In "Der Zopf" von Laetitia Colombani geht es um 3 verschiedene Frauen auf 3 verschiedenen Kontinenten. Auf den ersten Blick könnten sie alle nicht unterschiedlicher sein und doch scheint sie etwas zu verbinden.

Smita die in Indien lebt, gehört einer dort sehr niedrigen Kaste an und muss Latrinen reinigen - unentgeltlich! Sie würde gerne Bildung für ihre Tochter und auch für sie ermögichen, was in Indien für Menschen ihrer "Zugehörigkeit" sehr schwierig, beinahe unmöglich ist.

Giulia lebt in Palermo und arbeitet schon seit sie denken kann in der Perückenfabrik ihres Vaters mit. Eigentlich wurde sie nicht wirklich gefragt ob sie dort arbeiten möchte - im Endeffekt wurde das vorentschieden. Doch plötzlich fällt ihr Vater ins Koma..

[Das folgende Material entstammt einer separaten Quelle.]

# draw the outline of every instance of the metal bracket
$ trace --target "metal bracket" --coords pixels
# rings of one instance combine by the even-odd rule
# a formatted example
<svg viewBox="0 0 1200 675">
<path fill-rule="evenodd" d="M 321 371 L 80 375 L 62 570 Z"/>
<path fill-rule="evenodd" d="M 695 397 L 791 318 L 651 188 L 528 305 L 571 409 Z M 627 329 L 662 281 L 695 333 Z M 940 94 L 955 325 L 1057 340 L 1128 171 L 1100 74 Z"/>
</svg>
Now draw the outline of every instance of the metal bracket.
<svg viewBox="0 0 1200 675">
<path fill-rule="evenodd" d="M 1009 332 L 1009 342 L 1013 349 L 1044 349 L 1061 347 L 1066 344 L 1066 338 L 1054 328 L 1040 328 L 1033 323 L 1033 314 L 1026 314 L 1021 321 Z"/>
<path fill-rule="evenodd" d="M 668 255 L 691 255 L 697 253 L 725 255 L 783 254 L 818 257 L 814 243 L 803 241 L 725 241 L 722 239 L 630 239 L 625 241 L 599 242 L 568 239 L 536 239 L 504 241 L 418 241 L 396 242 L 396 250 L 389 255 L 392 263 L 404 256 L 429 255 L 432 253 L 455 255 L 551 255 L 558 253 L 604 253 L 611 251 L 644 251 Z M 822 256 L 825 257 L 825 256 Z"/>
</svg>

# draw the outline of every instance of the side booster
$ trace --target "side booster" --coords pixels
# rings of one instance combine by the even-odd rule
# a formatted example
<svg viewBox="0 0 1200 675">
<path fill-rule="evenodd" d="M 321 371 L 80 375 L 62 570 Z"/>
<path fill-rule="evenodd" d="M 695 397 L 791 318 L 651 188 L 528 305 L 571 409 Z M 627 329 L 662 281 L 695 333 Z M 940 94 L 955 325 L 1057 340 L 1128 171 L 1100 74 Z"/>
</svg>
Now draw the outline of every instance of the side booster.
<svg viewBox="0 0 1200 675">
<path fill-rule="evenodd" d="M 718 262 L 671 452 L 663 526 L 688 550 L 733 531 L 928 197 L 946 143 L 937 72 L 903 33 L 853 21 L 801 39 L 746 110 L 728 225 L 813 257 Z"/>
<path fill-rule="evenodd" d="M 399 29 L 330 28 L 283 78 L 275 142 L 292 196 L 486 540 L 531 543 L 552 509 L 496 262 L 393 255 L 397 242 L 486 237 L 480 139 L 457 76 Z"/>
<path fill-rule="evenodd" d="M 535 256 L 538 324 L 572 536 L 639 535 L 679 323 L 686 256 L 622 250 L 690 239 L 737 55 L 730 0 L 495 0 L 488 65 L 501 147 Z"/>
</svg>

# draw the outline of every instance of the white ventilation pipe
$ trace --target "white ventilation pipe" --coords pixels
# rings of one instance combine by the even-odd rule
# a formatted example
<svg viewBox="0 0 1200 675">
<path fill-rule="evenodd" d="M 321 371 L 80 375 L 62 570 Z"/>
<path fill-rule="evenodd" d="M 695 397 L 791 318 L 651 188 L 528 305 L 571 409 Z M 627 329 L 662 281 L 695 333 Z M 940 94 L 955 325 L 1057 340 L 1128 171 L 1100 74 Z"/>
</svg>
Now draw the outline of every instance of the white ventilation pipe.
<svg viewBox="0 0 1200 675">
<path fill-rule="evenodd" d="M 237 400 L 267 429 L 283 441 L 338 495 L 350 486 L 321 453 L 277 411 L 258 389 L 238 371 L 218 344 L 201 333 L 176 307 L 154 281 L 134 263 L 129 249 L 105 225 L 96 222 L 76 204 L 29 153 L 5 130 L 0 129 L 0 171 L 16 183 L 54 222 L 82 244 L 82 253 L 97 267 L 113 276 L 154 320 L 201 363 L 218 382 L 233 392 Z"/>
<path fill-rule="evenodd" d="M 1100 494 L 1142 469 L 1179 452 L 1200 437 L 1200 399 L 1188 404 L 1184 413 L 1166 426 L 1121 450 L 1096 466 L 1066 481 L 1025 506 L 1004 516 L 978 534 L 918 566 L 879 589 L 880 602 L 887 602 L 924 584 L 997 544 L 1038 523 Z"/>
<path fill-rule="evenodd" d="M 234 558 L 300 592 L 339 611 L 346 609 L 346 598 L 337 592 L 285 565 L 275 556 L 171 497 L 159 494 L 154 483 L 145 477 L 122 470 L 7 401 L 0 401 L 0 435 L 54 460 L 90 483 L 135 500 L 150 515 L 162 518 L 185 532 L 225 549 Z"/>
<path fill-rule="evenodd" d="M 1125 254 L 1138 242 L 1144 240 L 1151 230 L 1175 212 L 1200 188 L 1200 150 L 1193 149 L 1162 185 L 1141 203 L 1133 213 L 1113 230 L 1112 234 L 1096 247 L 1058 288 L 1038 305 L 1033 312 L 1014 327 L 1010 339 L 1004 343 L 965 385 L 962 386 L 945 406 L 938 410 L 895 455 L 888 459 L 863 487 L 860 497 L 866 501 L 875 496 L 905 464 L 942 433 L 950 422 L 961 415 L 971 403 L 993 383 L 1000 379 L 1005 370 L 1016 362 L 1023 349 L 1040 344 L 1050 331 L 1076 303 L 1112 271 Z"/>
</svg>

Sarah wohnt in Montreal und ist eine angesehene, couragierte Anwältin, die nebenbei noch 3 Kinder allein erzieht. Doch plötzlich erfährt sie dass sie Krebs hat.

Wie und Warum die 3 Frauenschicksale ineiander verwoben sind, muss man natürlich selbst lesen - da möchte ich nichts vorweg nehmen. Aber alles in allem muss man sagen, dass es ein großartiges Buch war mit einer außergewöhnlichen, emotionalen Handllung.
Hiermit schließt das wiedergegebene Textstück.